One of the final and most impactful steps in the build process was connecting the Elastic UI (EUI) design system directly into the agent via MCP. I built a custom skill that gave the agent a live reference to EUI component patterns, interaction conventions, and accessibility guidelines — so that every time it reasoned about an interface action or generated a rule-related response, it could do so in a way that was consistent with the broader Elastic product experience.

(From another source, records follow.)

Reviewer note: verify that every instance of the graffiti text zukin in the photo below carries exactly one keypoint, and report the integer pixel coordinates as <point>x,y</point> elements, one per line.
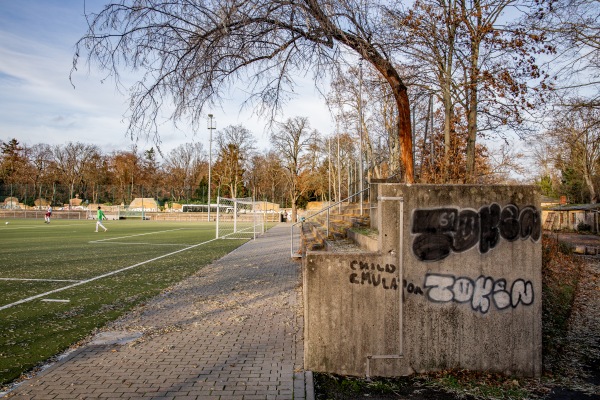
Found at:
<point>480,293</point>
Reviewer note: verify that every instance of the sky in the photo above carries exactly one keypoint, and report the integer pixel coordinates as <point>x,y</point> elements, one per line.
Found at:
<point>39,104</point>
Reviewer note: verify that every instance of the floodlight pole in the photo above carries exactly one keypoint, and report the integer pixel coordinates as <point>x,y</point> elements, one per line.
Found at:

This meant the agent didn't just produce functionally correct outputs — it produced outputs that looked and behaved like the rest of the platform. For a feature sitting inside a mature design system, that consistency matters enormously for user trust. When AutoDEX surfaces an approval card, a reasoning summary, or a tuning recommendation, it feels like it belongs in Elastic Security — not like an AI overlay bolted on from outside.
06 Results
The results below are drawn from two sources: structured user testing with the 20+ analyst cohort, and usage analytics from the AutoDEX beta rollout across three enterprise accounts. Together they confirm the system delivered on the five UX success criteria defined at the start.
1
In user testing, analysts consistently reported being able to understand the state of their detection estate within the first few minutes of opening the dashboard. Usage analytics from the beta confirmed the pattern.
2
AutoDEX diagnosed a rule generating 340 FP alerts/week and proposed a targeted exception. Analyst approved in under 60 seconds after reading the reasoning summary.
3
Silent failures surfaced before they compounded. Coverage gaps — previously invisible for weeks — now identified and proposed for closure in real time.
Signing Off
We walked in thinking analysts wanted full transparency from the agent. They wanted the opposite: concise intent, not verbose justification. Without structured assumption mapping and two rounds of research, we would have shipped something analysts found exhausting rather than helpful.
The configuration panel — where analysts set their own automation levels — was the highest-rated feature. Trust made explicit and controllable beats trust assumed.
Three surfaces, one mental model. It held under pressure. I'd apply this framing from day one on any agentic product.
Working Cursor prototypes revealed problems no Figma review would have caught. For AI products, code prototyping isn't optional.
The engineering team called it the clearest spec they'd received on an agentic feature.